Thanks to advances in retroviral medication, HIV has become a manageable virus, albeit one that you’d probably rather avoid. The good news is that HIV/AIDS is no longer a death sentence; the bad news is that it requires a daily cocktail of medication to keep under control, which, for those without healthcare plans, are nigh impossible to afford.
There is, however, a silver lining here: in an unprecedented medical case, an unnamed child born with HIV has been “functionally cured” of HIV. For the sake of clarity, “functionally cured” means that the virus cannot be detected in the patient’s blood stream using any modern-day testing (although some traces of the virus can be found in the body — hypothetically, in the spinal and ocular fluid), and the child has, amazingly, remained undetectable without the use of retroviral medication.
Dr Hannah Gay, who cared for the child at the University of Mississippi medical centre, told the Guardian the case amounted to the first “functional cure” of an HIV-infected child. A patient is functionally cured of HIV when standard tests are negative for the virus, but it is likely that a tiny amount remains in their body.
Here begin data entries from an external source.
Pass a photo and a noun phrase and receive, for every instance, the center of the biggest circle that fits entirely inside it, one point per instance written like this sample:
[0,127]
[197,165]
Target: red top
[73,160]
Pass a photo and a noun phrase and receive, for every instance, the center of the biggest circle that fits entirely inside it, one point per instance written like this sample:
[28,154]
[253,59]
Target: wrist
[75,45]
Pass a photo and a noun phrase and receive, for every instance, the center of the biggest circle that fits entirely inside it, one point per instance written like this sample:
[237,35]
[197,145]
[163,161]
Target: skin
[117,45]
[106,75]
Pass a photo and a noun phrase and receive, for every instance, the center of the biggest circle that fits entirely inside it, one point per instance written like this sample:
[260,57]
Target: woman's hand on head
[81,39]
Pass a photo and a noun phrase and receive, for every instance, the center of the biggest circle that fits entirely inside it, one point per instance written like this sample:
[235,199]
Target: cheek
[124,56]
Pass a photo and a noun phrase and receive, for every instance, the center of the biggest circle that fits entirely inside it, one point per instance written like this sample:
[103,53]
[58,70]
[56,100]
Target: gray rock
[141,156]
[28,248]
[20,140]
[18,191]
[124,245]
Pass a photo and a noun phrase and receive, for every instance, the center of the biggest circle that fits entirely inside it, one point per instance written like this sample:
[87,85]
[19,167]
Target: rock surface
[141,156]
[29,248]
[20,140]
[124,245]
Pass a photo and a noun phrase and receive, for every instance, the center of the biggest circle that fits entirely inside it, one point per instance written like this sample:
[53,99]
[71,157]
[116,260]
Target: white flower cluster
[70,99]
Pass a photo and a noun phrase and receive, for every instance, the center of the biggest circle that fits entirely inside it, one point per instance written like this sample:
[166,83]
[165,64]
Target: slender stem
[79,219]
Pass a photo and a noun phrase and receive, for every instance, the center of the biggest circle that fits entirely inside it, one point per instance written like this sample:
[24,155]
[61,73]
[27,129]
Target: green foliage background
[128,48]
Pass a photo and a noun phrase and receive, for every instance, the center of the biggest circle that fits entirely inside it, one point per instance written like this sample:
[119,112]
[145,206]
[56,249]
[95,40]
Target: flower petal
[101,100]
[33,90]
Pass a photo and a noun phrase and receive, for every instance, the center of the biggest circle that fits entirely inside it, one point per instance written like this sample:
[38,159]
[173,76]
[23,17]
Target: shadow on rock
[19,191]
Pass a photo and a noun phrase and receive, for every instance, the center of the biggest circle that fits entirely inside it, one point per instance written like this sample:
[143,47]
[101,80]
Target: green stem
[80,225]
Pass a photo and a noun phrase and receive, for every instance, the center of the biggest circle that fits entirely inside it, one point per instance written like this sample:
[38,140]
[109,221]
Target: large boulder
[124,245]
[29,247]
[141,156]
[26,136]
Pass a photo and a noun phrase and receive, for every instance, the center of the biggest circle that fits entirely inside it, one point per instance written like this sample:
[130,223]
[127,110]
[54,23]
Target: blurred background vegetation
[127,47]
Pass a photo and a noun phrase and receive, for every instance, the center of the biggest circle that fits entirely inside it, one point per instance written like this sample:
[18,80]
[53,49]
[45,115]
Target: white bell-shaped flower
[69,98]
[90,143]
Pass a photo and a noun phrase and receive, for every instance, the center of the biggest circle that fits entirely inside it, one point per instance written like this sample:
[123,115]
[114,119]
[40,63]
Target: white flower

“Now, after at least one year of taking no medicine, this child’s blood remains free of virus even on the most sensitive tests available,” Gay said.
“We expect that this baby has great chances for a long, healthy life. We are certainly hoping that this approach could lead to the same outcome in many other high-risk babies,” she added. [SOURCE]
So basically, doctors have found a way for seropositive people to remain undetectable (inasmuch as science has been able to detect) without resorting to a life-long regimen of medicine. That being said, this is a unique case thus far, and it’s only worked on a child, so whether or not this will work on adults is up for debate. Still, this is a remarkable step nonetheless.